Ce qui distingue le littéraire de la simple écriture informative, c'est l'usage de la langue, qui transfigure.

Écrit par : Michèle | 22/06/2009

"Ce qui distingue le littéraire de la simple écriture informative, c'est l'usage de la langue, qui transfigure."

Tout à fait (c'est bien ce que disait Céline d'ailleurs). Mais comment parvenir à ce type de langue-là? Tout ce qu'on a pu lire ici, ce n'est que de la langue lisse, neutre, informative. mais le style?

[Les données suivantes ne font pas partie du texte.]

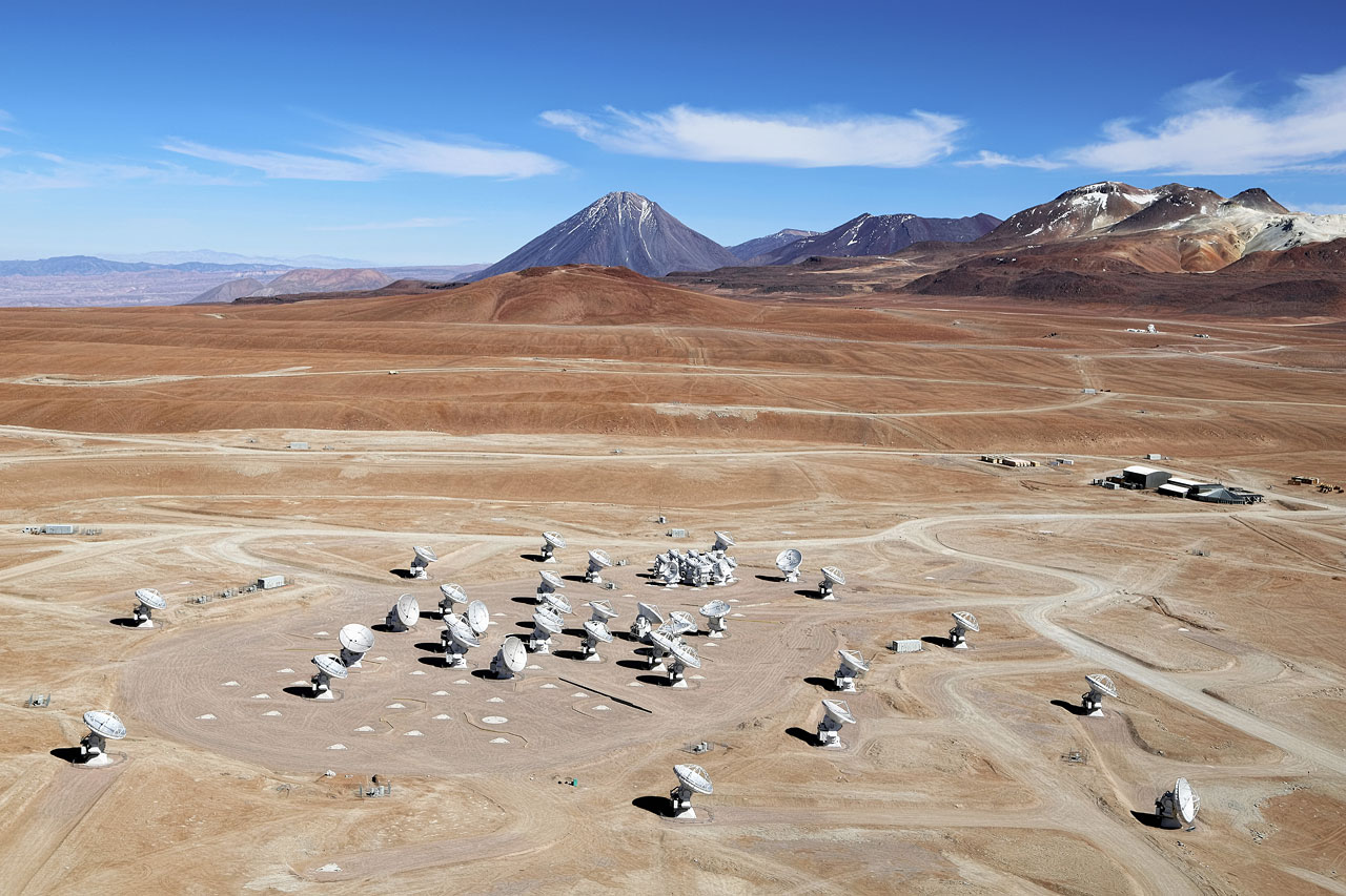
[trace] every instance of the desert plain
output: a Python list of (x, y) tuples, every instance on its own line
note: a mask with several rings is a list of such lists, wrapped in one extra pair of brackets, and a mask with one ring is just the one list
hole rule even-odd
[[(0, 309), (0, 891), (1346, 892), (1346, 496), (1288, 483), (1346, 483), (1346, 324), (864, 305), (564, 268)], [(1090, 486), (1147, 453), (1265, 502)], [(542, 530), (577, 613), (490, 679)], [(650, 581), (713, 530), (738, 583)], [(573, 580), (591, 548), (627, 561), (615, 589)], [(288, 584), (192, 603), (264, 574)], [(304, 696), (341, 626), (450, 581), (493, 616), (467, 670), (424, 613)], [(117, 622), (136, 588), (168, 597), (155, 630)], [(715, 597), (728, 636), (703, 626), (699, 677), (664, 686), (637, 601)], [(580, 662), (596, 599), (618, 638)], [(820, 749), (839, 648), (872, 670)], [(1102, 718), (1089, 673), (1119, 687)], [(127, 724), (110, 767), (69, 761), (87, 709)], [(713, 780), (695, 822), (662, 814), (676, 763)], [(358, 798), (374, 775), (390, 795)], [(1156, 829), (1179, 776), (1197, 823)]]

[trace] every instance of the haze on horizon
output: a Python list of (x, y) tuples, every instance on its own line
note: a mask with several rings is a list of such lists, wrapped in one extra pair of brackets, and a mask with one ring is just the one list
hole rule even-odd
[(725, 245), (1102, 179), (1346, 211), (1337, 4), (384, 11), (11, 11), (0, 257), (490, 262), (610, 190)]

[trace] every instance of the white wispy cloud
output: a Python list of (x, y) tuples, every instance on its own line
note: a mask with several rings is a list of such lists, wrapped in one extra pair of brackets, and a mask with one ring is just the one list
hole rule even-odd
[(1054, 171), (1057, 168), (1066, 167), (1065, 161), (1055, 161), (1043, 156), (1016, 159), (999, 152), (991, 152), (989, 149), (983, 149), (975, 159), (962, 159), (960, 161), (954, 161), (953, 164), (964, 167), (977, 165), (981, 168), (1038, 168), (1040, 171)]
[(964, 126), (961, 118), (929, 112), (824, 117), (682, 105), (641, 113), (608, 106), (596, 116), (553, 109), (541, 118), (610, 152), (790, 168), (914, 168), (949, 155)]
[(1198, 82), (1197, 97), (1219, 101), (1180, 112), (1152, 128), (1104, 126), (1104, 139), (1062, 155), (1105, 171), (1250, 175), (1335, 168), (1346, 153), (1346, 69), (1306, 74), (1294, 93), (1268, 108), (1244, 102), (1224, 79)]
[(405, 221), (369, 221), (354, 225), (320, 225), (308, 230), (412, 230), (420, 227), (452, 227), (470, 218), (408, 218)]
[(396, 174), (452, 178), (534, 178), (564, 165), (549, 156), (513, 147), (439, 141), (392, 130), (347, 126), (358, 140), (299, 155), (272, 149), (237, 151), (192, 140), (170, 140), (168, 152), (260, 171), (265, 178), (292, 180), (381, 180)]

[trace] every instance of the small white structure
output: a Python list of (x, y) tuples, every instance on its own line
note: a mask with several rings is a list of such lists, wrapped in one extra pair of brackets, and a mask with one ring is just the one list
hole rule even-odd
[(346, 678), (350, 673), (336, 654), (318, 654), (311, 661), (318, 671), (310, 679), (314, 685), (314, 700), (336, 700), (332, 693), (332, 678)]
[(870, 671), (870, 662), (853, 650), (839, 650), (837, 657), (841, 658), (841, 665), (837, 666), (833, 683), (837, 690), (853, 694), (855, 679)]
[(775, 556), (775, 568), (785, 574), (786, 581), (800, 581), (800, 564), (804, 554), (794, 548), (786, 548)]
[(855, 716), (844, 700), (822, 701), (822, 721), (818, 722), (818, 747), (841, 749), (841, 728), (853, 725)]
[(429, 572), (427, 570), (427, 566), (439, 560), (439, 554), (436, 554), (429, 548), (424, 548), (420, 545), (412, 548), (412, 552), (415, 552), (415, 557), (412, 557), (412, 566), (411, 566), (412, 578), (429, 578)]
[(83, 716), (89, 733), (79, 741), (79, 764), (97, 768), (110, 766), (112, 756), (108, 755), (108, 741), (121, 740), (127, 736), (127, 726), (117, 718), (117, 713), (108, 709), (90, 709)]
[(981, 631), (977, 627), (977, 618), (962, 609), (953, 613), (953, 628), (949, 630), (949, 643), (954, 650), (968, 648), (968, 632)]
[(501, 644), (495, 657), (491, 658), (491, 675), (495, 678), (513, 678), (516, 674), (524, 671), (524, 666), (526, 665), (528, 651), (524, 648), (524, 642), (510, 635)]
[(420, 622), (420, 601), (416, 595), (402, 595), (388, 611), (384, 624), (389, 631), (406, 631)]
[(602, 619), (584, 620), (584, 662), (600, 663), (603, 658), (598, 655), (599, 644), (611, 644), (612, 632)]
[(136, 628), (153, 628), (153, 611), (167, 607), (168, 601), (153, 588), (137, 588), (136, 607), (131, 611), (132, 618), (136, 620)]
[(359, 669), (365, 654), (374, 648), (373, 630), (359, 623), (342, 626), (336, 640), (341, 642), (341, 663), (346, 669)]
[(673, 774), (677, 775), (677, 787), (669, 791), (669, 803), (673, 806), (673, 818), (692, 819), (696, 818), (696, 810), (692, 809), (692, 794), (713, 794), (715, 788), (711, 786), (711, 778), (705, 774), (705, 770), (700, 766), (674, 766)]
[(595, 548), (590, 552), (590, 565), (584, 570), (584, 581), (591, 581), (595, 585), (603, 584), (603, 570), (612, 565), (612, 558), (602, 548)]
[(1112, 683), (1112, 678), (1108, 678), (1102, 673), (1085, 675), (1085, 681), (1089, 682), (1089, 693), (1081, 694), (1079, 705), (1084, 708), (1086, 716), (1102, 718), (1102, 698), (1116, 697), (1117, 686)]
[(697, 611), (705, 616), (705, 627), (709, 630), (711, 638), (724, 638), (724, 630), (728, 628), (724, 618), (730, 615), (730, 609), (731, 607), (723, 600), (712, 600)]
[(818, 596), (821, 596), (822, 600), (836, 600), (837, 596), (832, 589), (836, 585), (844, 585), (845, 576), (841, 574), (841, 570), (836, 566), (824, 566), (821, 572), (822, 581), (818, 583)]
[(544, 531), (542, 533), (542, 562), (555, 564), (556, 552), (565, 550), (565, 538), (561, 537), (559, 531)]
[(1175, 830), (1191, 826), (1197, 822), (1197, 813), (1201, 810), (1201, 798), (1191, 788), (1186, 778), (1179, 778), (1174, 788), (1166, 791), (1155, 800), (1155, 814), (1159, 815), (1159, 826)]

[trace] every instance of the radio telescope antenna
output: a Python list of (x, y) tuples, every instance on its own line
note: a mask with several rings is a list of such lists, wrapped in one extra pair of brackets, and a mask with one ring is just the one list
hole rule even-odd
[(611, 643), (612, 632), (607, 630), (602, 619), (584, 620), (584, 662), (603, 662), (603, 658), (598, 655), (598, 646)]
[(712, 600), (699, 611), (705, 616), (705, 627), (711, 631), (711, 638), (724, 638), (728, 626), (724, 618), (730, 615), (730, 605), (723, 600)]
[(332, 678), (345, 678), (350, 673), (342, 665), (336, 654), (318, 654), (310, 662), (318, 666), (318, 673), (312, 677), (314, 700), (336, 700), (332, 694)]
[(631, 638), (650, 643), (650, 630), (664, 624), (664, 613), (654, 604), (635, 604), (637, 615), (631, 623)]
[(137, 588), (136, 589), (136, 608), (131, 611), (132, 618), (136, 620), (136, 628), (153, 628), (155, 620), (151, 619), (153, 611), (164, 609), (168, 607), (168, 601), (153, 588)]
[(524, 642), (510, 635), (491, 658), (491, 675), (513, 678), (517, 673), (524, 671), (525, 665), (528, 665), (528, 651), (524, 650)]
[(546, 595), (555, 595), (559, 589), (565, 588), (565, 580), (551, 569), (544, 569), (538, 576), (542, 577), (542, 581), (537, 584), (537, 603), (542, 603), (542, 597)]
[(463, 613), (463, 619), (467, 622), (467, 627), (472, 630), (472, 634), (478, 638), (486, 634), (486, 628), (491, 624), (491, 611), (486, 609), (486, 604), (479, 600), (474, 600), (467, 604), (467, 612)]
[(341, 662), (346, 669), (359, 669), (363, 665), (359, 661), (374, 648), (374, 632), (359, 623), (342, 626), (336, 640), (341, 642)]
[(127, 726), (109, 709), (90, 709), (85, 713), (85, 725), (89, 726), (89, 733), (79, 741), (79, 764), (94, 768), (110, 766), (108, 741), (125, 737)]
[(528, 639), (528, 648), (534, 654), (552, 652), (552, 635), (560, 635), (561, 615), (548, 607), (538, 607), (533, 613), (533, 635)]
[(1159, 826), (1170, 830), (1190, 827), (1197, 821), (1201, 810), (1201, 796), (1191, 788), (1186, 778), (1179, 778), (1174, 788), (1155, 800), (1155, 814), (1159, 815)]
[(444, 644), (444, 661), (450, 669), (466, 669), (467, 651), (472, 647), (481, 647), (482, 642), (478, 640), (471, 626), (458, 616), (450, 620), (444, 632), (448, 635), (448, 643)]
[(467, 592), (456, 581), (440, 585), (439, 593), (443, 595), (439, 601), (439, 612), (441, 615), (448, 615), (454, 612), (455, 605), (467, 603)]
[(392, 631), (406, 631), (417, 622), (420, 622), (420, 601), (416, 600), (416, 595), (402, 595), (388, 611), (384, 624)]
[(612, 565), (612, 558), (602, 548), (595, 548), (590, 552), (590, 566), (584, 570), (584, 581), (591, 581), (596, 585), (603, 584), (603, 570)]
[(822, 721), (818, 722), (818, 747), (841, 749), (841, 728), (853, 725), (855, 716), (844, 700), (822, 701)]
[(1117, 686), (1112, 683), (1112, 678), (1108, 678), (1102, 673), (1085, 675), (1085, 681), (1089, 682), (1089, 693), (1081, 694), (1079, 704), (1084, 706), (1086, 714), (1097, 716), (1101, 718), (1102, 698), (1116, 697)]
[(711, 778), (700, 766), (674, 766), (677, 787), (669, 791), (669, 802), (673, 803), (673, 818), (696, 818), (692, 809), (692, 794), (713, 794)]
[(977, 618), (962, 609), (953, 613), (953, 628), (949, 630), (949, 642), (953, 643), (954, 650), (968, 648), (969, 631), (981, 631), (977, 626)]
[(840, 569), (836, 566), (824, 566), (822, 581), (818, 583), (818, 595), (822, 596), (822, 600), (836, 600), (837, 596), (832, 593), (832, 588), (844, 584), (845, 576), (841, 574)]
[(439, 554), (436, 554), (429, 548), (421, 548), (421, 546), (412, 548), (412, 550), (416, 553), (416, 556), (412, 557), (412, 568), (411, 568), (412, 578), (429, 578), (429, 573), (425, 570), (425, 568), (429, 566), (436, 560), (439, 560)]
[(674, 638), (669, 642), (669, 654), (673, 657), (673, 665), (669, 666), (669, 687), (686, 687), (684, 673), (688, 669), (701, 667), (701, 658), (696, 655), (696, 647), (681, 638)]
[(870, 661), (853, 650), (839, 650), (841, 665), (835, 674), (836, 689), (848, 694), (855, 693), (855, 679), (870, 671)]
[(611, 600), (591, 600), (588, 601), (588, 607), (594, 611), (590, 613), (590, 619), (600, 622), (604, 626), (607, 626), (608, 619), (616, 619), (618, 616)]
[(565, 550), (565, 539), (559, 531), (544, 531), (542, 533), (542, 562), (555, 564), (556, 557), (553, 556), (556, 550)]

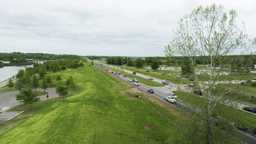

Écrit par : Feuilly | 22/06/2009

Juste un point d'éclaircissement sur le "reprend". Il y a une petite genèse, complice, entre nous.
Je n'étais évidemment pas au courant que "Marche Romane" nourrissait une telle réflexion quand j'ai écrit et publié mon texte sur "Exil."
Il se trouve que nous étions à distance et chacun à notre insu mobilisé sur une réflexion similaire. Ce n'est d'ailleurs pas la première fois et je m'en réjouis.
Ce que je me proposais d'écrire vendredi, me semblait, à tort ou à raison, important et j'avais à cœur que les quelques blogs et sites que je visite le plus régulièrement en soient tenus rapidement au courant.
Je t'ai donc en privé dit que je venais de publier un texte sur lequel ton avis serait important pour moi. Et, là, l'ayant lu, c'est ce qui est superbe justement, tu me dis que tu es justement sur cette réflexion et que tu t'en es entretenu ce matin avec "une connaissance".
Que cette réflexion nous soit commune est une preuve suffisante à mes yeux pour affirmer qu'elle est capitale et que se situer et se re-situer de temps à autre par rapport à sa pratique d'écriture est le gage que cette écriture est responsable quant à ses motivations littéraires.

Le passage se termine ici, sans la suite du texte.